Any finite rectangle-decomposable nD module is a hyperplane restriction of an (n+1)D indecomposable module.

Constructs an indecomposable (n+1)D module containing all nD modules as hyperplane restrictions over countable fields.

Provides a minimal, improved construction for the case n=1.

Abstract

Multidimensional persistence has been proposed to study the persistence of topological features in data indexed by multiple parameters. In this work, we further explore its algebraic complications from the point of view of higher dimensional indecomposable persistence modules containing lower dimensional ones as hyperplane restrictions.
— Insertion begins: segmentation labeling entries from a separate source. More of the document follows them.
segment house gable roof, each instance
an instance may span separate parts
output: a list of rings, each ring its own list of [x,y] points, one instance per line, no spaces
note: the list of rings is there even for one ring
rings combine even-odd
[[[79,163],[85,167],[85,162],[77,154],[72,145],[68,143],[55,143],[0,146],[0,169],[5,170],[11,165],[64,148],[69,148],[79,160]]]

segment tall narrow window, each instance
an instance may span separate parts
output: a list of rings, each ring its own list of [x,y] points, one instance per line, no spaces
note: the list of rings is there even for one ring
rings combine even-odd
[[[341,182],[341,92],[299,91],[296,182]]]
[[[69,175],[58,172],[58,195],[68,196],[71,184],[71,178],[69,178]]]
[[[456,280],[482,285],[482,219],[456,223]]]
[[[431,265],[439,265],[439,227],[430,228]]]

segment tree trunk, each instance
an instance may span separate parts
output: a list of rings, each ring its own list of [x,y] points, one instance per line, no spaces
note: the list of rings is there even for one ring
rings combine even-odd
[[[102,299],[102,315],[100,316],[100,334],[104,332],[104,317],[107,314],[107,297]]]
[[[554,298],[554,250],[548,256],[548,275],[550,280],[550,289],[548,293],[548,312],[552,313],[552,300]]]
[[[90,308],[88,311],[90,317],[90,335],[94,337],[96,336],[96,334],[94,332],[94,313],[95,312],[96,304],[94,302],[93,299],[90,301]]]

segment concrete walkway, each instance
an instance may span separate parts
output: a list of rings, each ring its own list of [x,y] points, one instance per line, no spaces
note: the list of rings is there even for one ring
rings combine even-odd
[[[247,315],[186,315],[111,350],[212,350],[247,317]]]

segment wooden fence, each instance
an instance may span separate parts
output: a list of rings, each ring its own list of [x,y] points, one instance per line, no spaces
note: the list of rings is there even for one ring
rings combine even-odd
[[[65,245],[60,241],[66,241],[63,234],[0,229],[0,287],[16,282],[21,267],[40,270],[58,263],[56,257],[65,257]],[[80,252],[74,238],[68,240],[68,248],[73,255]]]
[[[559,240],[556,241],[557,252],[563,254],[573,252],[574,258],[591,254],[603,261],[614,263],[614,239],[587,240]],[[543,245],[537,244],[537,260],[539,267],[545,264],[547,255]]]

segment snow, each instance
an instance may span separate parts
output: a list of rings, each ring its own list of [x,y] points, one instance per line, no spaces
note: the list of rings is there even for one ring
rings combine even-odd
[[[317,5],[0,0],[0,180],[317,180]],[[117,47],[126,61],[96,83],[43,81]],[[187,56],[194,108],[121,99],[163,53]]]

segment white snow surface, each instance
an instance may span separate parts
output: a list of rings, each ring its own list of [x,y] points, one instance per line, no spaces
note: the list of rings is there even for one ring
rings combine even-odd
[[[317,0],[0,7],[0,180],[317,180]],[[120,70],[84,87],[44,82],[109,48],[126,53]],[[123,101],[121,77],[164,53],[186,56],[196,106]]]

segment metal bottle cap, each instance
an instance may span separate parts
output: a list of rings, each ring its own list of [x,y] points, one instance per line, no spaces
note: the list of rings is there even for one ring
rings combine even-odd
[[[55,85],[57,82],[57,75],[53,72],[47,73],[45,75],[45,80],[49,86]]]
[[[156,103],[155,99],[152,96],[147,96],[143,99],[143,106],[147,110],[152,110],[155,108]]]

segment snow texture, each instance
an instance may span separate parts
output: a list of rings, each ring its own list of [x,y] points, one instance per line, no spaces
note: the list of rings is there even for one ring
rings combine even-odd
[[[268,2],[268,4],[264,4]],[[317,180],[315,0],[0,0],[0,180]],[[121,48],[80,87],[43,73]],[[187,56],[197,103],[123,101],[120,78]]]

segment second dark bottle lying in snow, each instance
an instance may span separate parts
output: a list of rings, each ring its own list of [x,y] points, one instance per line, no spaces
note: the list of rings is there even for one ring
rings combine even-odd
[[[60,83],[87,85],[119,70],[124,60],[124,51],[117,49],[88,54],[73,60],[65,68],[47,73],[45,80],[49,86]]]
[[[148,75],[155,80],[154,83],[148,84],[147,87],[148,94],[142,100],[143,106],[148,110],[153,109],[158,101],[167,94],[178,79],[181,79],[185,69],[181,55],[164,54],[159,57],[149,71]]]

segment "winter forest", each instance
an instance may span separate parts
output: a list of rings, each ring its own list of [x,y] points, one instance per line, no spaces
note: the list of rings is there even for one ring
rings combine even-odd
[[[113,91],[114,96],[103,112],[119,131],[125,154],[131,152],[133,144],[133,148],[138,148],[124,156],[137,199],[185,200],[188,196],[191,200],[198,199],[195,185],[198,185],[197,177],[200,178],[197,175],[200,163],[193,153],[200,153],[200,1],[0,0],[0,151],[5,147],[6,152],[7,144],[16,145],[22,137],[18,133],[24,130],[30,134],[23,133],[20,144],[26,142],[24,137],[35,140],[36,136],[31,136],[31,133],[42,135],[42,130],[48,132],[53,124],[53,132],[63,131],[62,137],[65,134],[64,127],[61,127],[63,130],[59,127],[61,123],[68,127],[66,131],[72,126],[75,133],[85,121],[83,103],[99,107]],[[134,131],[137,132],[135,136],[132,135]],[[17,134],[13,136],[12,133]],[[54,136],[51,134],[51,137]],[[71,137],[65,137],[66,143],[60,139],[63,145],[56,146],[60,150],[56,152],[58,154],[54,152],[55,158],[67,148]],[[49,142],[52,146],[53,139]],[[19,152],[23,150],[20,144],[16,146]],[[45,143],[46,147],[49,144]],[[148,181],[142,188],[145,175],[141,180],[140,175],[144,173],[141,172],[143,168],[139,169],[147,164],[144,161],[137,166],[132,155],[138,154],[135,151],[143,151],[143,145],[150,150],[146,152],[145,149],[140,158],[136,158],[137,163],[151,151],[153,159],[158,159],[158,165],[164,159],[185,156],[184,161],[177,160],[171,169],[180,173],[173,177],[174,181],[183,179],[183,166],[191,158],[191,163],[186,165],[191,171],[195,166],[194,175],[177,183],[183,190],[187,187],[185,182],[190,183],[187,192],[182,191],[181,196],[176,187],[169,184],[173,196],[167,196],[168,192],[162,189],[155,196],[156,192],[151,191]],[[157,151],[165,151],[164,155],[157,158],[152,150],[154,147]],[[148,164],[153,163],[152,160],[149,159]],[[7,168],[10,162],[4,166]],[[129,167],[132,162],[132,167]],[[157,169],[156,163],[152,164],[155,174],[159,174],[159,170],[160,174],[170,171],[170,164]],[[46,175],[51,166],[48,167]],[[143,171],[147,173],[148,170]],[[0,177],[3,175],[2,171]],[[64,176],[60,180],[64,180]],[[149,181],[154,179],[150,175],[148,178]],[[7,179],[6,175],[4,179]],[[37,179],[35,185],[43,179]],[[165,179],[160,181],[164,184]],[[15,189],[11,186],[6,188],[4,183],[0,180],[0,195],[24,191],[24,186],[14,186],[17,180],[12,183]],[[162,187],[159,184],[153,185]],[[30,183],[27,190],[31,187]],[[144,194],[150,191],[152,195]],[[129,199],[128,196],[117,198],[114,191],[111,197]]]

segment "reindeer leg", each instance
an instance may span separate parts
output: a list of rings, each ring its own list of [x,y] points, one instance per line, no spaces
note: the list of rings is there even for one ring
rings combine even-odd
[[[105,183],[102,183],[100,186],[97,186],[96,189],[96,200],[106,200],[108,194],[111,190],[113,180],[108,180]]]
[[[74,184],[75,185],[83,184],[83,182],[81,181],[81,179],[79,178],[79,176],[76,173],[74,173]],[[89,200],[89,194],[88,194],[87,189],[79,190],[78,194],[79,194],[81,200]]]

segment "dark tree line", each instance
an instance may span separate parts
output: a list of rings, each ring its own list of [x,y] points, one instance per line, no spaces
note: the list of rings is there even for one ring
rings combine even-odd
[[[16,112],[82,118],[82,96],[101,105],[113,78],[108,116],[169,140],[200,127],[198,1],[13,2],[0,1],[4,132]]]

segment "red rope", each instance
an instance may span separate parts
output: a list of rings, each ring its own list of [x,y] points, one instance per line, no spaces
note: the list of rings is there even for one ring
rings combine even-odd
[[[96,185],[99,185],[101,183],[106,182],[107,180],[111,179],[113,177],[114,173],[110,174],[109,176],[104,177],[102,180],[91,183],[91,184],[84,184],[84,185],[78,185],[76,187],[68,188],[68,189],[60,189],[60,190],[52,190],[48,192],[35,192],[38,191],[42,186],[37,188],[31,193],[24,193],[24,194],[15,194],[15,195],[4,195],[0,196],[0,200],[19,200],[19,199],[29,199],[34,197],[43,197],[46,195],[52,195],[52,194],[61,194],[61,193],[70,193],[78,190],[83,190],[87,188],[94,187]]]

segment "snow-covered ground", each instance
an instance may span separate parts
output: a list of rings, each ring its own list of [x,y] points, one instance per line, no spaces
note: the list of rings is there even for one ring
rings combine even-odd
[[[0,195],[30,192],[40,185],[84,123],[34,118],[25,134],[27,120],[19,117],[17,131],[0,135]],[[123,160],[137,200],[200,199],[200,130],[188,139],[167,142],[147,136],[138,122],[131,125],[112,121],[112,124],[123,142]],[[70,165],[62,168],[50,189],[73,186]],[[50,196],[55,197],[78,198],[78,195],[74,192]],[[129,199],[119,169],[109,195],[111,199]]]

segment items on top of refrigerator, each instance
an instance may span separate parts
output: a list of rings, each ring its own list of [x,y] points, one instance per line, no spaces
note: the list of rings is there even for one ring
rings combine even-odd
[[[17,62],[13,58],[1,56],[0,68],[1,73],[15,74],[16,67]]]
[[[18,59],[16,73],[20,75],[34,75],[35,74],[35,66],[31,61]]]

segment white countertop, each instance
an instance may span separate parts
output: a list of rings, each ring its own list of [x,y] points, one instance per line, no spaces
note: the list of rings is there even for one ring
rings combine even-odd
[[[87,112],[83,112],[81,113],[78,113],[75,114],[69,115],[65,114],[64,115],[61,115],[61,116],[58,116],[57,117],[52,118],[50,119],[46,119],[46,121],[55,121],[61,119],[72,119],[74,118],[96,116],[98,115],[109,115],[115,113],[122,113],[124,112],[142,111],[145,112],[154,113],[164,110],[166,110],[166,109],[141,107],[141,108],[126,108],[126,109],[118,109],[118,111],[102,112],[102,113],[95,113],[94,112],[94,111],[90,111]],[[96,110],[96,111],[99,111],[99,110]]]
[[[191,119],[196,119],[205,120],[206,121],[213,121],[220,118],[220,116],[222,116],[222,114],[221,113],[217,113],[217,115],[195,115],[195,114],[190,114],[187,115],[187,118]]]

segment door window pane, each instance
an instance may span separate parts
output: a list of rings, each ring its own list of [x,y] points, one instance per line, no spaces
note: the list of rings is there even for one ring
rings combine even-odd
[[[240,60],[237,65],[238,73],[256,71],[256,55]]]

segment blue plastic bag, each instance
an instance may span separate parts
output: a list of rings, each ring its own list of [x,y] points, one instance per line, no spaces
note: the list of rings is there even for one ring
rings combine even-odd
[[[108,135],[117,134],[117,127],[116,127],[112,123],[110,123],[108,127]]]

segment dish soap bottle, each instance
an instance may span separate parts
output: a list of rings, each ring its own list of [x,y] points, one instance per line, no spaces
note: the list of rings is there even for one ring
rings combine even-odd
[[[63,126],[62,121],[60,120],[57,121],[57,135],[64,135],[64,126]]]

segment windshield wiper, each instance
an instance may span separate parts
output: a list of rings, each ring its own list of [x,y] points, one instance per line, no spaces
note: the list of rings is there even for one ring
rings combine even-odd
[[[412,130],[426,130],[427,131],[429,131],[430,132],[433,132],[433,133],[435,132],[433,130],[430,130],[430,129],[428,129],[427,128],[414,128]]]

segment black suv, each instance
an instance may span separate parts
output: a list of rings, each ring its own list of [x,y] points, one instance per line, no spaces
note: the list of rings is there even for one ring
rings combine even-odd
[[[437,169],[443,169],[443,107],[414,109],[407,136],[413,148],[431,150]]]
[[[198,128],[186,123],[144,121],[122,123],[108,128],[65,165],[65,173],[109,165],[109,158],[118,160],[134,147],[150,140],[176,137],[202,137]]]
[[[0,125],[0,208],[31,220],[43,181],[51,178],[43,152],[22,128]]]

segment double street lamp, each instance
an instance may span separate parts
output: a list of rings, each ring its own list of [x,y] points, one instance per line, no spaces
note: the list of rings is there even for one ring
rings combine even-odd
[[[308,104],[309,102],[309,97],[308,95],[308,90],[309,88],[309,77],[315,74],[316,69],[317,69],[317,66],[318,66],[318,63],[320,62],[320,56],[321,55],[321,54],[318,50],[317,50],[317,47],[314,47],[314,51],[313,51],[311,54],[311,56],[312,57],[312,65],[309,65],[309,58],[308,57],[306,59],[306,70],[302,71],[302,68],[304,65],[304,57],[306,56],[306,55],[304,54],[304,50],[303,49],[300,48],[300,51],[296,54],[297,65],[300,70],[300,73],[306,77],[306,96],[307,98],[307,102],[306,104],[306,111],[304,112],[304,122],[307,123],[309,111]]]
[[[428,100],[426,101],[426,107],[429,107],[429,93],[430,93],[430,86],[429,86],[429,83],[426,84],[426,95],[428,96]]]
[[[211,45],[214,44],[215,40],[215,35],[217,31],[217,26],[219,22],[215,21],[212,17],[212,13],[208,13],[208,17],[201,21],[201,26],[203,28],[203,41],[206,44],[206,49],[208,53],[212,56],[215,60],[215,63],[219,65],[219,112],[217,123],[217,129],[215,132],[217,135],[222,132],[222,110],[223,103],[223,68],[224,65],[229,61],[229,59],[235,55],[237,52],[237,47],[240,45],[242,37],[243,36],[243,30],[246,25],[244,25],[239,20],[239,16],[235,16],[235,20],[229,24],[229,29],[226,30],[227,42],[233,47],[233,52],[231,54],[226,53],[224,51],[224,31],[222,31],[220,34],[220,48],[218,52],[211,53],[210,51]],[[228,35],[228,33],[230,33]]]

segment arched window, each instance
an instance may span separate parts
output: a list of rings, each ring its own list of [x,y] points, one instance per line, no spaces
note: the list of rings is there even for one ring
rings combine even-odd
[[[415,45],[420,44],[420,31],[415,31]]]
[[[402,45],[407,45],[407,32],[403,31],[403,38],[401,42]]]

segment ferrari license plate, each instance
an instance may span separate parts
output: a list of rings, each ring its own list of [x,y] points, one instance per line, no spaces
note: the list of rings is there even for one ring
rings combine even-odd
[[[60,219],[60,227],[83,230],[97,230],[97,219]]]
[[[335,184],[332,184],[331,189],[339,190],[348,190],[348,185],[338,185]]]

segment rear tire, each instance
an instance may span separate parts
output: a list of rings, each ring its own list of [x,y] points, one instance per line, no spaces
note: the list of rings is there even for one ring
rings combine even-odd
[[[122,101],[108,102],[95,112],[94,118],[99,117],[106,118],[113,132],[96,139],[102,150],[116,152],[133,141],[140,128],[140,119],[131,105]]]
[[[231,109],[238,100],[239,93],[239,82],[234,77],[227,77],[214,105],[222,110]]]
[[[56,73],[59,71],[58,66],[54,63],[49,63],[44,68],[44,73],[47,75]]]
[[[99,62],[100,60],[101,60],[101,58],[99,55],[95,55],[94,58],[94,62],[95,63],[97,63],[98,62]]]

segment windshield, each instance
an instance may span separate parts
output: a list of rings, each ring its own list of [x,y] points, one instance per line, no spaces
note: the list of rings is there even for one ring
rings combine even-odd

Our previous work constructively showed that any finite rectangle-decomposable $n$D persistence module is the hyperplane restriction of some indecomposable $(n+1)$D persistence module, as a corollary of the result for $n=1$. Here, we extend this by dropping the requirement of rectangle-decomposability. Furthermore, in the case that the underlying field is countable, we construct an indecomposable $(n+1)$D persistence module containing all $n$D persistence modules, up to isomorphism, as hyperplane restrictions. Finally, in the case $n=1$, we present a minimal construction that improves our previous construction.